James Fairfax helped build a great media empire through the newspaper business his great-grandfather, John Fairfax, founded and used that success to indulge in a passion for art.
The businessman and philanthropist bought his first artwork aged just 12 and over his lifetime amassed one of the nation’s finest private art collections featuring leading Australian artists and Europeans old masters, donating works to the Art Gallery of NSW and the National Gallery of Australia over many decades.
When the former chairman of John Fairfax Ltd and Rich lister worth more than $300 million, died in January this year, aged 83, he donated his historic $20 million family home, Retford Park, to the National Trust. It opens to the public soon.
Tonight, Fairfax’s last act of generosity will take place when 54 works from his art collection are auctioned by Deutscher and Hackett in Sydney. The estimated $6 million in proceeds will go to a range of children’s charities.

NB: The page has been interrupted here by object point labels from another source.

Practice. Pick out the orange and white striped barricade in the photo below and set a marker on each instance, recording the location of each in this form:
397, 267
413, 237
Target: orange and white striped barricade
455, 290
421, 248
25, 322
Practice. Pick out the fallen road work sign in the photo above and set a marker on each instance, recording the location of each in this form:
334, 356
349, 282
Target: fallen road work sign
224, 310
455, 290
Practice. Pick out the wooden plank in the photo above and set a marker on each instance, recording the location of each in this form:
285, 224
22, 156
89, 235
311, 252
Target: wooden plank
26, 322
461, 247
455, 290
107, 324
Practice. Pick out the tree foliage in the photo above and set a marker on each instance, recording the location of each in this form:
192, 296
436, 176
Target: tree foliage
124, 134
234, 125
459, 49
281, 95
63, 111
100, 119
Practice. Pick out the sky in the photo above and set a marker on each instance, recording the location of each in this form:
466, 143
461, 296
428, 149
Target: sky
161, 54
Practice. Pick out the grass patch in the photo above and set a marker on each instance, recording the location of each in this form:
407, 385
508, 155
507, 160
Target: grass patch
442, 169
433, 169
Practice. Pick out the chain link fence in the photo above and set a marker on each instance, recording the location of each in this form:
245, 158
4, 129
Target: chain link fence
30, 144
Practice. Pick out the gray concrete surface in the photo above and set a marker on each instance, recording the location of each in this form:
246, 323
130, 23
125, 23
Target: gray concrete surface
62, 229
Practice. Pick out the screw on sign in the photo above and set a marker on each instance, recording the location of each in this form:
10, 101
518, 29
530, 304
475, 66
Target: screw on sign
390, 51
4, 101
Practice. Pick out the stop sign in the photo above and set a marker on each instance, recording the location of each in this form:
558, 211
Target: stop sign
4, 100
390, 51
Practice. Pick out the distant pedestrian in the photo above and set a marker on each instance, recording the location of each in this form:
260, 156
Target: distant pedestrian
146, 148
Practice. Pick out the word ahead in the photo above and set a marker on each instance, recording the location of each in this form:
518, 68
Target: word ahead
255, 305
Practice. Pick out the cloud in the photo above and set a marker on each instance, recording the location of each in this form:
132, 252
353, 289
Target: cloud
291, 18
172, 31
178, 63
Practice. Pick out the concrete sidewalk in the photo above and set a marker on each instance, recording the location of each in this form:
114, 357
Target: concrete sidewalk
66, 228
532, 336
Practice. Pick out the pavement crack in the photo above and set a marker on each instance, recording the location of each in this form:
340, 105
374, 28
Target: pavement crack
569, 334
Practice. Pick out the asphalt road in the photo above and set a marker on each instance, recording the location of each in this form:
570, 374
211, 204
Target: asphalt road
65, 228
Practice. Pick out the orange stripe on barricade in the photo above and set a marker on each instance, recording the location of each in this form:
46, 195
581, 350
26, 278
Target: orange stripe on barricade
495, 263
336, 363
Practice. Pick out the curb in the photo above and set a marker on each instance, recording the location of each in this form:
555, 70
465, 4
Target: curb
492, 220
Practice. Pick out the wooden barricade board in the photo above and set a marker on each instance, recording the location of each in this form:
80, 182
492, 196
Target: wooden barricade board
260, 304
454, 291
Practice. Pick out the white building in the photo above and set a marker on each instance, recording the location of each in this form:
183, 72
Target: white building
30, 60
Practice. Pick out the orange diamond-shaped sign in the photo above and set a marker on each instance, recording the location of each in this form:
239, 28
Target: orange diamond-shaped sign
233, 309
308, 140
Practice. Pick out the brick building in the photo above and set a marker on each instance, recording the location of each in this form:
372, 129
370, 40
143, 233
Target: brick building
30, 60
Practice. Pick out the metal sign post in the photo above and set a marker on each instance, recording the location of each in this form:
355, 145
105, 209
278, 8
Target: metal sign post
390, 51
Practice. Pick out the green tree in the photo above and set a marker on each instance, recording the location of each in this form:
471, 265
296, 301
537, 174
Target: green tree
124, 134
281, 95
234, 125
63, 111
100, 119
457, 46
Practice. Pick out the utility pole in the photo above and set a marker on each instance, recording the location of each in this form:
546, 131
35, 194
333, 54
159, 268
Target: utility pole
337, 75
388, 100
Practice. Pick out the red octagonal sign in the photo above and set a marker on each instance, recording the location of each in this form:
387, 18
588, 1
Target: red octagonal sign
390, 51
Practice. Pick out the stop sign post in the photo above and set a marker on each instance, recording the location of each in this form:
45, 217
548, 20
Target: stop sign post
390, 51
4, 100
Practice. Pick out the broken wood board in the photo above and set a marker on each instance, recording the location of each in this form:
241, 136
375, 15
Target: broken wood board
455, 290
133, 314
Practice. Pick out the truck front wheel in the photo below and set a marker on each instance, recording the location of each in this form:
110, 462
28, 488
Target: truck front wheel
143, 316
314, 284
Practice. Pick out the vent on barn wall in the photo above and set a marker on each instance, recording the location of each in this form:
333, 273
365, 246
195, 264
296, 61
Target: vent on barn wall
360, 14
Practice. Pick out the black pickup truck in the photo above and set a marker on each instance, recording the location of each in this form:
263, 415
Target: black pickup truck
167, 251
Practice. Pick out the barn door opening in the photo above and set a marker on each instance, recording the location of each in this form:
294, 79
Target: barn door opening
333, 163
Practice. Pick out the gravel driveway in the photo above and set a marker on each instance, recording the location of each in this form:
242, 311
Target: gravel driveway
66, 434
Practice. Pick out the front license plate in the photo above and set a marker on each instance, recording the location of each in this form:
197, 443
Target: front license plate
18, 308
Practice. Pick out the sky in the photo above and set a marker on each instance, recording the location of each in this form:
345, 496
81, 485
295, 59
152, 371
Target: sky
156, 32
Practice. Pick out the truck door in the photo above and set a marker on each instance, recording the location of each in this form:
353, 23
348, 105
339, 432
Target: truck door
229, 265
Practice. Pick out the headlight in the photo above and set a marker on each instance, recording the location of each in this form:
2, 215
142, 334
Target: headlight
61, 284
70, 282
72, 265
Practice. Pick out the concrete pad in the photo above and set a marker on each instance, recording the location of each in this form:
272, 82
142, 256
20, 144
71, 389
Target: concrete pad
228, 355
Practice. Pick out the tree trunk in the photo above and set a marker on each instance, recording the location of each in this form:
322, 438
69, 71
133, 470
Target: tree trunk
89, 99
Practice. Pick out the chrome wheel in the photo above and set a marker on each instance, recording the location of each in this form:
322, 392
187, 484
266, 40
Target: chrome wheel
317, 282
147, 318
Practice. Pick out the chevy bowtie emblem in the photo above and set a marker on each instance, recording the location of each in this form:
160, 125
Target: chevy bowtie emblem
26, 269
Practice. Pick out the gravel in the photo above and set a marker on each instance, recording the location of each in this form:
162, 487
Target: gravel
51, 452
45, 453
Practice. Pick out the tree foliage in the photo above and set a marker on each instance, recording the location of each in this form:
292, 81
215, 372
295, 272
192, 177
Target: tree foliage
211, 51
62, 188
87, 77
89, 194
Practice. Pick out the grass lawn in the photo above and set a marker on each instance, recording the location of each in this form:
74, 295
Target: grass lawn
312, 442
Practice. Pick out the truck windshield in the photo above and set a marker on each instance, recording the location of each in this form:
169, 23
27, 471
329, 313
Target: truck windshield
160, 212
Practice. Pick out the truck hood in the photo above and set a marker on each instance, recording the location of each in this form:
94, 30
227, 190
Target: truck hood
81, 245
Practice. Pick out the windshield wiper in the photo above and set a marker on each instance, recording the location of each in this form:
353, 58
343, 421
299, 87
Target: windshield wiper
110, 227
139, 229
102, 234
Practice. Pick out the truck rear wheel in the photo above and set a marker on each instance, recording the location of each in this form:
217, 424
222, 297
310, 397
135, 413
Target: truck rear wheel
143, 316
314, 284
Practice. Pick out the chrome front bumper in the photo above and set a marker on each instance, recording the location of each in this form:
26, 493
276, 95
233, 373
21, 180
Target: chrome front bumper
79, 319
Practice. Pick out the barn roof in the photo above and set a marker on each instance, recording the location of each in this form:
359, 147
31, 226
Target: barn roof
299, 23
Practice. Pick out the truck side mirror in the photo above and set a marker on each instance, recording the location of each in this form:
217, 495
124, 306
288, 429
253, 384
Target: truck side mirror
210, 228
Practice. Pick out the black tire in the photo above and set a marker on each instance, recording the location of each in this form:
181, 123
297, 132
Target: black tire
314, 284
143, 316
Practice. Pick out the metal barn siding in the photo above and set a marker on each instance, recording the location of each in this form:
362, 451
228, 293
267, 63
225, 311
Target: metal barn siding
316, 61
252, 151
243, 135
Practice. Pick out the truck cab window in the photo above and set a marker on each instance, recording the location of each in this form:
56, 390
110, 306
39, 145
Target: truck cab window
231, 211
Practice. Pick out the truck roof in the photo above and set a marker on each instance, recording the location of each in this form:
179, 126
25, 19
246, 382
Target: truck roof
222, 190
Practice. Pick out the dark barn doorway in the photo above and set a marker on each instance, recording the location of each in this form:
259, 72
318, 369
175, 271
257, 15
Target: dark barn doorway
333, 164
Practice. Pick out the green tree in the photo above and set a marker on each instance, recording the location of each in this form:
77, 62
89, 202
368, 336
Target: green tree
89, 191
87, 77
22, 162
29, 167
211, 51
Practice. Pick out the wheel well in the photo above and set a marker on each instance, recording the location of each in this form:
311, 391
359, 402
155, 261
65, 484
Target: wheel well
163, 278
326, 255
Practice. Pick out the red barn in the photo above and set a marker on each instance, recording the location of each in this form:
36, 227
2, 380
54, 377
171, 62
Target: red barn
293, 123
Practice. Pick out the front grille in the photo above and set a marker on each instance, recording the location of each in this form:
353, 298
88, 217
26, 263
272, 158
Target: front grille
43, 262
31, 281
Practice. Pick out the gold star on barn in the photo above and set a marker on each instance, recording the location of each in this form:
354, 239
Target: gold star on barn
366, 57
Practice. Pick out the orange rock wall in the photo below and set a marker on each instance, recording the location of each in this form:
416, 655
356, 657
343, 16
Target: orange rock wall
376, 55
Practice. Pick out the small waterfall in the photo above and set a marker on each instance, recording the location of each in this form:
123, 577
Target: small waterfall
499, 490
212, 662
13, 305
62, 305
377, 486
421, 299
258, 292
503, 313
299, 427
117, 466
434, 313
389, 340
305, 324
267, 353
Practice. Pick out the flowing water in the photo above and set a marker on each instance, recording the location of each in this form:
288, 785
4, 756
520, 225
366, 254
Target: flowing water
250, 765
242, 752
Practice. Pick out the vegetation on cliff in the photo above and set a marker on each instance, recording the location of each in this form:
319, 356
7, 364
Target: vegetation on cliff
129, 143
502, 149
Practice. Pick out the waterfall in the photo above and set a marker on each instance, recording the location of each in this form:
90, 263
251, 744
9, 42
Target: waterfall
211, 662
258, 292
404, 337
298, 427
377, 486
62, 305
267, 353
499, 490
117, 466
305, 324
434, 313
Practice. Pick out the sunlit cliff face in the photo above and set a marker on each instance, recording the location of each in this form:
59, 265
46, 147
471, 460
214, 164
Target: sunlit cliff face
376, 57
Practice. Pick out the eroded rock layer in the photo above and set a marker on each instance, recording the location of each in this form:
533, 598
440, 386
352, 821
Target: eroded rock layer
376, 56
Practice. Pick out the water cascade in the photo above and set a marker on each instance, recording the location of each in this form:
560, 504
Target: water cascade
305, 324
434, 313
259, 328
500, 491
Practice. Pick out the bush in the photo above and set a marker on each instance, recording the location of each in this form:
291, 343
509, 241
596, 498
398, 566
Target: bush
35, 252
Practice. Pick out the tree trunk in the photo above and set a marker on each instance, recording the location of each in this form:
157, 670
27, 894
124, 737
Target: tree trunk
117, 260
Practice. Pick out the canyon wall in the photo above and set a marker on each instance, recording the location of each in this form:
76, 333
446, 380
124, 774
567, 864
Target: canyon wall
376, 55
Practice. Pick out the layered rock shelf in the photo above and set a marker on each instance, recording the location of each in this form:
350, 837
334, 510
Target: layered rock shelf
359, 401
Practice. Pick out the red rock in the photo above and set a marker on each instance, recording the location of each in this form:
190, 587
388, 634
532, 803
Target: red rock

The James Fairfax Collection includes works by Sydney Nolan, John Brack, Jeffrey Smart, Tom Roberts, John Olsen, Fred Williams and Margaret Preston, among others.
The top work is an 1861 landscape by Eugene von Guerard, Mr John King’s Station, with a price estimate of $800,000 to $1.2 million, while Nolan’s Glenrowan, another Ned Kelly painting from 1955, is priced at $600,000 to $800,000.
Arthur Streeton’s 1897 work Minarets, Cairo, has an estimate of $300,000 to $500,000 and Jeffrey Smart’s Miss Amhurst’s First Visit To Rome is expected to fetch up to $400,000.
Proceeds from the sale will go to a charitable foundation to benefit causes that Fairfax supported during his lifetime including the Children’s Medical Research Institute, Westmead Children’s Hospital and the World Wide Fund for Nature.
The Fairfax collection auction will be held at The Cell Block Theatre, at the National Art School, in Sydney at 7pm on Wednesday, August 30.